Aus der Praxis für die Praxis (12)

Sicherheitstechnik bei Hoftoren

Seit Gültigkeit der EN 13241-1 muss sich der Metallbauer wesentlich mehr Gedanken über die Sicherheitstechnik von Hoftoren machen. Obwohl diese Normenreihe schon über zehn Jahre alt ist, findet sie immer noch keine flächendeckende Anwendung. Der Sachverständige und Unternehmer Markus Macal zeigt auf, welche unterschiedlichen Regelwerke beim Bau von Hoftoren einzuhalten sind.

Wie ein Bauprodukt in den Verkehr gebracht werden darf, diese Vorgaben zeigt die Bauproduktenverordnung auf, die seit Juli 2013 gültig ist. Demnach ist der Metallbauer verpflichtet nachzuweisen, dass das Tor für den europäischen Wirtschaftsraum geeignet ist. Ziel ist eine CE-Kennzeichnung mit einer Leistungserklärung, in der der Metallbauer die Leistungen seines Tores angibt und zusichert.

Einige sogenannte mandatierte Eigenschaften sind für den Metallbaubetrieb ohne fremde Hilfe nicht zu meistern. Dazu gehört beispielsweise der Nachweis der Windlastbeständigkeit sowie die anstehenden Betriebskräfte bei kraftbetätigten Außentoren. Um die Kooperation mit einer Prüfstelle kommt nur der Betrieb herum, der unter ein bestimmtes Regelraster der Bauproduktenverordnung fällt. So gibt es vereinfachte Verfahren für Betriebe, die weniger als zehn Mitarbeiter beschäftigen.
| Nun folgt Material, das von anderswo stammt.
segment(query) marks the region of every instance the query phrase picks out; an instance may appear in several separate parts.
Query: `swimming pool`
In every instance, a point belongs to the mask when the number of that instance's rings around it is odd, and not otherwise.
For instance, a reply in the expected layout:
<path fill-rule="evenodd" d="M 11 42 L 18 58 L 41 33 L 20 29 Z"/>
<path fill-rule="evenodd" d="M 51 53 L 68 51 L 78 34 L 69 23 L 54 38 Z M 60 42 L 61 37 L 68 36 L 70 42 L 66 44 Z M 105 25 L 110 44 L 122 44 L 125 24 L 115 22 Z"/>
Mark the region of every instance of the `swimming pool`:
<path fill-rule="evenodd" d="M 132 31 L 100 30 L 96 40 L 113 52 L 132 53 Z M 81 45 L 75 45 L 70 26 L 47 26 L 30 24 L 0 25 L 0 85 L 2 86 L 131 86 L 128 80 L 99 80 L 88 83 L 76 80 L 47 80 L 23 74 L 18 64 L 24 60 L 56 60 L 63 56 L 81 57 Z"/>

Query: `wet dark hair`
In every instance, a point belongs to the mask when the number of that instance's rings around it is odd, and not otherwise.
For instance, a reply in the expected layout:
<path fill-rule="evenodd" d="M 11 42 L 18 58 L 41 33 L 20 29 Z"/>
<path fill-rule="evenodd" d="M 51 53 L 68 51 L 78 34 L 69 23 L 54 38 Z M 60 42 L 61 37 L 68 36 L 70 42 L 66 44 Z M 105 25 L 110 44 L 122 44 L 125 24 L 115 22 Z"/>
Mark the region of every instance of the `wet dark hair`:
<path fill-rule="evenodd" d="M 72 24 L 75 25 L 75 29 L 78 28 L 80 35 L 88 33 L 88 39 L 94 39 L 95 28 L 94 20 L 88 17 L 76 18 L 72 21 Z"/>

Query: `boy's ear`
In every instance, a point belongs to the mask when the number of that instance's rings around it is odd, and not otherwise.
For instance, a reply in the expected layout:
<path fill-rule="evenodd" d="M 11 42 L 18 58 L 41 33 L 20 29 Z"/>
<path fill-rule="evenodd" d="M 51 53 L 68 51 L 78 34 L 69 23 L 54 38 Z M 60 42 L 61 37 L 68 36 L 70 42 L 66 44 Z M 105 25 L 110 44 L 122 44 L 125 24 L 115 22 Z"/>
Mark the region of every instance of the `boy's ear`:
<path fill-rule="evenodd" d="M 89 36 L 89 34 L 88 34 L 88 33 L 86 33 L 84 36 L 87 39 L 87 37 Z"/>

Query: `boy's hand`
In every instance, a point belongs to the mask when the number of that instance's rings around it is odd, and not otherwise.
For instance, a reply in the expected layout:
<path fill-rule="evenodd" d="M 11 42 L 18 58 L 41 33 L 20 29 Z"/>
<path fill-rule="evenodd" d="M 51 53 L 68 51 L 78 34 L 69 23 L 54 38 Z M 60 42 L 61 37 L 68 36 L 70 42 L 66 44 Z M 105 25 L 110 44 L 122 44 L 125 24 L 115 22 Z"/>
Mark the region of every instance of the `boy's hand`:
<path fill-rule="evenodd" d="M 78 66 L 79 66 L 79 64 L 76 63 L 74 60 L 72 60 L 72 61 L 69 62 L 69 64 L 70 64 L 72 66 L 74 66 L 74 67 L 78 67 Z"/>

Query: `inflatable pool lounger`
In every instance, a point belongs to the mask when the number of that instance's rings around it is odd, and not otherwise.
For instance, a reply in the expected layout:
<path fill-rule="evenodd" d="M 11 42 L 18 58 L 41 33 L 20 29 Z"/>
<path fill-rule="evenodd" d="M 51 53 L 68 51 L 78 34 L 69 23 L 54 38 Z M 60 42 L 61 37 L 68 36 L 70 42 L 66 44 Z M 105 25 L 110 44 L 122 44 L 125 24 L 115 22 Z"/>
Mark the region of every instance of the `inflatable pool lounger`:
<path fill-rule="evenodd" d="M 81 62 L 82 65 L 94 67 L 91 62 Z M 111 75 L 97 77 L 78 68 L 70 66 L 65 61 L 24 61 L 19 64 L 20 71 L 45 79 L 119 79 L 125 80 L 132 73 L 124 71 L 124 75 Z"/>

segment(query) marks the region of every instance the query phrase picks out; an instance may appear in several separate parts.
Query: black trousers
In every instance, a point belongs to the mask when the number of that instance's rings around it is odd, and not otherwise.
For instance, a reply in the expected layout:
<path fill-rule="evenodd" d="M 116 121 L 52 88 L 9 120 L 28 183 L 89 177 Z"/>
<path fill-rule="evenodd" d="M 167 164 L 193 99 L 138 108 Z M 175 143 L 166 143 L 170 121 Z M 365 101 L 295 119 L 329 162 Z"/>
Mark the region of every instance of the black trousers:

Nichtsdestotrotz müssen diese vereinfachten Vorgaben mit aller Konsequenz erfüllt werden. Jeder Betrieb, der Tore konstruiert und fertigt, muss eine werkseigene Produktionskontrolle  (WPK) nachweisen. Ohne diese ist der Eigenbau von Toren nicht gestattet. Die Anforderungen sind in der EN 13241-1 genannt:

  • Festlegung der Aufgaben und Befugnisse
  • Festlegung der Struktur der Systemdokumentation
  • Festlegung und Nachweis der Rohmaterialien und Bauteile
  • Kennzeichnung und Rückverfolgbarkeit der Produkte
  • dokumentierte Verfahrensanweisungen mit Bezug auf die werkseigene Produktionskontrolle
  • Kontrolle der Aufzeichnungen zur WPK
  • Strukturierung von Entwicklung und Konstruktion
  • Angabe der durchzuführenden Inspektionen und Prüfungen
  • Angabe der für die Inspektionen und Prüfungen notwen­digen Geräte
  • Behandlung nichtkonformer Produkte
  • Durchführung von Korrekturmaßnahmen

Ein weiterer Nachweis betrifft die Windlasten. Für ein selbst gebautes Tor muss ein Metallbauer nachweisen, dass es gegen angreifende Winde beständig ist. In Anlehnung an Euro­code 1 EN 1991 1-4 müssen auch Tore eine Mindestanforderung erfüllen. Je nach Windlastzone können ganz erhebliche Kräfte wirken.  Auch unsere Tornormen beschäftigen sich mit dem Thema. Die EN 12424 gibt verschiedene Windklassen für Tore vor. Um die Mindestanforderung zu erfüllen, muss zumindest die Klasse 2 zugrunde gelegt werden. Hier wird bereits ein Staudruck von 450 N/qm verlangt. Wenn der Metallbauer von seinem Kunden beauftragt wird, ein 6 m breites und 2 m hohes geschlossenes Schiebetor anzufertigen, kommen bereits ganz erhebliche Windlasten zum Tragen. Die Devise „Das machen wir seit 20 Jahren so, das hält schon“ ist nicht zulässig: Der Metallbauer benötigt eine für das Tor gerechnete Statik. Nach heutigem Stand muss diese Statik sogar von einer Prüfstelle abgesegnet werden.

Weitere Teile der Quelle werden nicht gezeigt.